O presidente da CTB, Adilson Araújo lembrou que esta não é a primeira vez que a classe trabalhadora tem que enfrentar um presidente neoliberal no Brasil. “Foi naquele momento, sob a presidência de FHC, que a classe trabalhadora conseguiu formar o acúmulo de forças em torno dos programas estruturantes que impactaram na vida do nosso povo. E nós vamos fazer isso de novo!”. Ele mencionou, no entanto, que existem diferenças fundamentais entre aquele momento e esse, em especial o uso político do Judiciário para a aprovação de medidas sem a necessidade de diálogo com o Congresso Nacional.

Ao final, declarou: "É necessário compreender o papel da unidade neste momento. Mostraremos ao presidente sem voto que nossa força vem de longe e que ninguém deve ousar tocar em nossos direitos".

Na sua avaliação, as paralisações e atos do dia 11 foram surpreendentes. “A classe trabalhadora vai tomando ciência de que está em curso uma agenda extremamente neoliberal, que quer cortar direitos da CLT e rasgar nossa Constituição. E por isso levantou muito cedo e deu uma resposta à altura do que este governo ilegítimo merece", afirmou Adilson, durante ato na praça da Sé, no final da tarde.

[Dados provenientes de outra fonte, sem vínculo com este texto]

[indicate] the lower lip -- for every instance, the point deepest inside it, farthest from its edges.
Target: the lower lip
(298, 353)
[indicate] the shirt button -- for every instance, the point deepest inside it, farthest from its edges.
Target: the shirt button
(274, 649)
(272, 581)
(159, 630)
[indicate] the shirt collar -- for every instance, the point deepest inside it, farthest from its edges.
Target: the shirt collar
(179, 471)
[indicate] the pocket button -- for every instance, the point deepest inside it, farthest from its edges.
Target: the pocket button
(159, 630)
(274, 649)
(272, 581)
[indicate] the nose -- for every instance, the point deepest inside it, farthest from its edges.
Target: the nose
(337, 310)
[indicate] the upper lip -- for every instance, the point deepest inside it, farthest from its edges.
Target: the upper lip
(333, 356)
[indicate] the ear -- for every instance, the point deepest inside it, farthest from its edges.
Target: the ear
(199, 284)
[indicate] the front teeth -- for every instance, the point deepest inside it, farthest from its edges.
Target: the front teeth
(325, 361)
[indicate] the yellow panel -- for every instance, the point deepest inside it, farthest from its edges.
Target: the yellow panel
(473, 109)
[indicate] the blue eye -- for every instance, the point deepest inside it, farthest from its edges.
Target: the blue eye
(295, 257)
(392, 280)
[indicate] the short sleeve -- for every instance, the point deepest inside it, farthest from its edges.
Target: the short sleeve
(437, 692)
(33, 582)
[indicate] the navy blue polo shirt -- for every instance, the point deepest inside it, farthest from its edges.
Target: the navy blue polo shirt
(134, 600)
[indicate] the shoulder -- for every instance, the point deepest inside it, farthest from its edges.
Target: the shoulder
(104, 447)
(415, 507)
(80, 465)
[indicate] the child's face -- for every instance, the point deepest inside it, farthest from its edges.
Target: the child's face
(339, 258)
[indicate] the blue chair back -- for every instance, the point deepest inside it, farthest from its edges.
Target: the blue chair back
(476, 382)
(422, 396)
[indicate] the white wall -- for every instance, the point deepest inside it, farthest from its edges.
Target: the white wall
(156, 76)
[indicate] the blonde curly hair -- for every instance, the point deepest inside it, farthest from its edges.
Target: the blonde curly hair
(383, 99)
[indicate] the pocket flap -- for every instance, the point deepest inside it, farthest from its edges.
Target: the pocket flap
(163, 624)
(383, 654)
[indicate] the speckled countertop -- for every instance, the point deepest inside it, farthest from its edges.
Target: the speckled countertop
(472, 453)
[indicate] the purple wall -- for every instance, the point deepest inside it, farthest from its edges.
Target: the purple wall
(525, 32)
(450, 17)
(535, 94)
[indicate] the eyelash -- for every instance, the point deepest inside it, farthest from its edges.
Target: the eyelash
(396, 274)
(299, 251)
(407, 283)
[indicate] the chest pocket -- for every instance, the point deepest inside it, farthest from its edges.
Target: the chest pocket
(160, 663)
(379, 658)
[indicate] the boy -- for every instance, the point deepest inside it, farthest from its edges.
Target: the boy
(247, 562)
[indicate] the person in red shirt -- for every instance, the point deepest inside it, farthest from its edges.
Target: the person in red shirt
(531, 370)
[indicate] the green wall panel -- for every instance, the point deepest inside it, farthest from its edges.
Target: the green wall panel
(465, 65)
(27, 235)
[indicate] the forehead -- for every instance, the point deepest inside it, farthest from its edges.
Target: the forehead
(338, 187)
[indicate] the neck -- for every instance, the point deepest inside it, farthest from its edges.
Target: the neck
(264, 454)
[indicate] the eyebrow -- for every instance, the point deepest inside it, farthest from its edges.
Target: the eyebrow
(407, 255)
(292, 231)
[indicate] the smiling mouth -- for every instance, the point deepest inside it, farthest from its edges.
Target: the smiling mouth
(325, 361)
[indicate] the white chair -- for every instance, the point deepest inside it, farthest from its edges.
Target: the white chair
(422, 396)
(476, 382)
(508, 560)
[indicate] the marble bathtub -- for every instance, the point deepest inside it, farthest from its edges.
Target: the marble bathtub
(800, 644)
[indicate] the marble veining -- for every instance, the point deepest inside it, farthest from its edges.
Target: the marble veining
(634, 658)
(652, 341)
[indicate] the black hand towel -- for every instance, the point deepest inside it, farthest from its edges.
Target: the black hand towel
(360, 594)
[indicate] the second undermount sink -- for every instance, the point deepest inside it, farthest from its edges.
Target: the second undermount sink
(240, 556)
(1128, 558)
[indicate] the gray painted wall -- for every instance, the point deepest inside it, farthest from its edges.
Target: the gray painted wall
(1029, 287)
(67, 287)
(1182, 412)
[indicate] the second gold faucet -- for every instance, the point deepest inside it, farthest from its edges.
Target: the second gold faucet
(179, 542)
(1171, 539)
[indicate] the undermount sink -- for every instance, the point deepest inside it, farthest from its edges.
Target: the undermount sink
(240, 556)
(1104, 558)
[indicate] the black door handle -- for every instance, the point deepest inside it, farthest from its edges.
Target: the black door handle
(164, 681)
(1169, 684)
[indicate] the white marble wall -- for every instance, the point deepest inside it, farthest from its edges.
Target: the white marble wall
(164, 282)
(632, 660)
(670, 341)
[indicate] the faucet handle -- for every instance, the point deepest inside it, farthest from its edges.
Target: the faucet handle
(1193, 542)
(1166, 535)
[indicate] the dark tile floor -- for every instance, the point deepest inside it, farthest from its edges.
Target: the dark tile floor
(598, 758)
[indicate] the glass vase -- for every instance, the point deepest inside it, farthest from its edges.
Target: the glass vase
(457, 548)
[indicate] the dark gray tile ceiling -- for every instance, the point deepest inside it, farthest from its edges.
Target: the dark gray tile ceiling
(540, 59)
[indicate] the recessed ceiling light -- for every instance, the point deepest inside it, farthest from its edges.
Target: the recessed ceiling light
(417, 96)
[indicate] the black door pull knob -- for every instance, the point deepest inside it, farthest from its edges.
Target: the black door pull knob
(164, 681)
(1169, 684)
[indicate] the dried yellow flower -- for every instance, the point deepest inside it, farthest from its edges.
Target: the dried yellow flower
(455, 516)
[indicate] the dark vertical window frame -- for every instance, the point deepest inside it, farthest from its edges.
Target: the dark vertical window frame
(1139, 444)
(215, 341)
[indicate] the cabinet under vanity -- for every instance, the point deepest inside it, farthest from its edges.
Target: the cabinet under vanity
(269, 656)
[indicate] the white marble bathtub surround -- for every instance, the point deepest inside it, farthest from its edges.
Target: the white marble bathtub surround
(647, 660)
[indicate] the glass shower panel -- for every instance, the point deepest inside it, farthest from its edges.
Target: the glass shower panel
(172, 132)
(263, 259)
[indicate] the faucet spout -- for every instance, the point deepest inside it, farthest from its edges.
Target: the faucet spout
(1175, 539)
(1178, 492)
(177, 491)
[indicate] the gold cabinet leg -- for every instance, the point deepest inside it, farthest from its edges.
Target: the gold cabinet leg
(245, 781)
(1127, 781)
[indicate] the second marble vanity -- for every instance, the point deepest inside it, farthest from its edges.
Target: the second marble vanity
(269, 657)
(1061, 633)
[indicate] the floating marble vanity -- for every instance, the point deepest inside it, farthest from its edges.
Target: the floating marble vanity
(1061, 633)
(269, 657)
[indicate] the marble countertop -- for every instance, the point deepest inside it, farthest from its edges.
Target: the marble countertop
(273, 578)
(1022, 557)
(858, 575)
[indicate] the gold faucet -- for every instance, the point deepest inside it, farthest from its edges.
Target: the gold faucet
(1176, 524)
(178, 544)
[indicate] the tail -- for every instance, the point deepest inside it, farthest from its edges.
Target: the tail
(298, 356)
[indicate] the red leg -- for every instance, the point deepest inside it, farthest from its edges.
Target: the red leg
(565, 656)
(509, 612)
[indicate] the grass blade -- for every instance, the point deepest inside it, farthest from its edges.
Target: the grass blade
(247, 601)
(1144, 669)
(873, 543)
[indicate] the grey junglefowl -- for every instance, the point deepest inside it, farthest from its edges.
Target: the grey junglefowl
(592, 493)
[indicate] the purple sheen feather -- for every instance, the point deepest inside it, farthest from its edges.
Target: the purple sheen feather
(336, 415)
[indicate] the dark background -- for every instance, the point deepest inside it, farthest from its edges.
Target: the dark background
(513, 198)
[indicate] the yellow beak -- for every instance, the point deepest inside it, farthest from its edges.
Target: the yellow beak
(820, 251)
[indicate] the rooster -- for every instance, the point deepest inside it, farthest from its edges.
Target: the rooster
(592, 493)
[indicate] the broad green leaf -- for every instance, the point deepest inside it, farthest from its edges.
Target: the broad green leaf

A defesa desses ideais ecoou em todos os estados participantes. No Distrito Federal, os atos reuniram centenas de pessoas no Museu Nacional e Esplanada dos Ministérios, além de registrar paralisações na Universidade de Brasília e em diversos órgãos públicos. Em Manaus, mais de 2 mil pessoas participaram, inclusive a presidenta da CTB-AM, Ísis Tavares. “Nós visitamos escolas e postos de trabalho, promovendo debates e levando informações às bases”, disse. Ela ressalta também que ocorreram protestos em inúmeras cidades do interior do Amazonas. A cidade de Vitória viu mobilização similar, com mil pessoas.

A construção do próximo ato já está em andamento, e sua data de execução determinada para o dia 25 de novembro, daqui a duas semanas. Os detalhes desta nova data, no entanto, ainda estão indeterminados. O Portal CTB informará assim que possível sobre as determinações da Frente Brasil Popular.